En las culturas indígenas, la vida después de la muerte existía: las almas de los difuntos tenían como destino el Mictlán, para los muertos comunes; el Tlalocán para quienes morían ahogados, y la transformación en aves que podían acompañar al sol para las mujeres que morían en el parto y para los guerreros que sucumbían en la batalla.
En su visión del mundo no había Infierno, ni Purgatorio ni Cielo, como lo enseña la Iglesia Católica. Fue la Evangelización la que introdujo estos conceptos al Nuevo Mundo. ¿Sabes en qué consiste cada uno de los tres?
El Catecismo de la Iglesia Católica lo explica de la siguiente manera:
Los que mueren en la gracia y en la amistad de Dios, pero imperfectamente purificados, aunque están seguros de su eterna salvación, sufren después de su muerte una purificación, a fin de obtener la santidad necesaria para entrar en la alegría del Cielo.
La Iglesia llama Purgatorio a esta purificación final de los elegidos, que es completamente distinta del castigo de los condenados. La Iglesia formuló la doctrina de la fe relativa al Purgatorio sobre todo en los Concilios de Florencia y de Trento. La tradición de la Iglesia, haciendo referencia a ciertos textos de la Escritura habla de un fuego purificador.

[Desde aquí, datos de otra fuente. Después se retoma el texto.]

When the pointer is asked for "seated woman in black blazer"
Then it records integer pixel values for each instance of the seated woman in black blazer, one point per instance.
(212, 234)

Desde los primeros tiempos, la Iglesia ha honrado la memoria de los difuntos y ha ofrecido sufragios en su favor, en particular el sacrificio eucarístico, para que, una vez purificados, puedan llegar a la visión beatífica de Dios. La Iglesia también recomienda las limosnas, las indulgencias y las obras de penitencia en favor de los difuntos.
Los que mueren en la gracia y la amistad de Dios y están perfectamente purificados, viven para siempre con Cristo. Son para siempre semejantes a Dios, porque lo ven “tal cual es” (1 Jn 3, 2), “cara a cara” (Ap 22, 4).
Esta vida perfecta con la Santísima Trinidad, esta comunión de vida y de amor con ella, con la Virgen María, los ángeles y todos los bienaventurados, se llama “el Cielo”.
El Cielo es el fin último y la realización de las aspiraciones más profundas del hombre, el estado supremo y definitivo de dicha. Vivir en el Cielo es “estar con Cristo”. Los elegidos viven “en Él”, aún más, tienen allí, o mejor, encuentran allí su verdadera identidad, su propio nombre.
En la gloria del Cielo, los bienaventurados continúan cumpliendo con alegría la voluntad de Dios con relación a los demás hombres y a la creación entera. Ya reinan con Cristo; con Él “ellos reinarán por los siglos de los siglos”.
Salvo que elijamos libremente amarle, no podemos estar unidos con Dios. Pero no podemos amar a Dios si pecamos gravemente contra Él, contra nuestro prójimo o contra nosotros mismos: “Quien no ama permanece en la muerte. Todo el que aborrece a su hermano es un asesino; y ningún asesino tiene vida eterna permanente en él”.
La enseñanza de la Iglesia afirma la existencia del infierno y su eternidad. Las almas de los que mueren en estado de pecado mortal descienden a los infiernos inmediatamente después de la muerte y allí sufren las penas del infierno, “el fuego eterno”. La pena principal del infierno consiste en la separación eterna de Dios en quien únicamente puede tener el hombre la vida y la felicidad para las que ha sido creado y a las que aspira.
Dios no predestina a nadie a ir al infierno (cf DS 397; 1567); para que eso suceda es necesaria una aversión voluntaria a Dios (un pecado mortal), y persistir en él hasta el final. En la liturgia eucarística y en las plegarias diarias de los fieles, la Iglesia implora la misericordia de Dios, que “quiere que nadie perezca, sino que todos lleguen a la conversión”.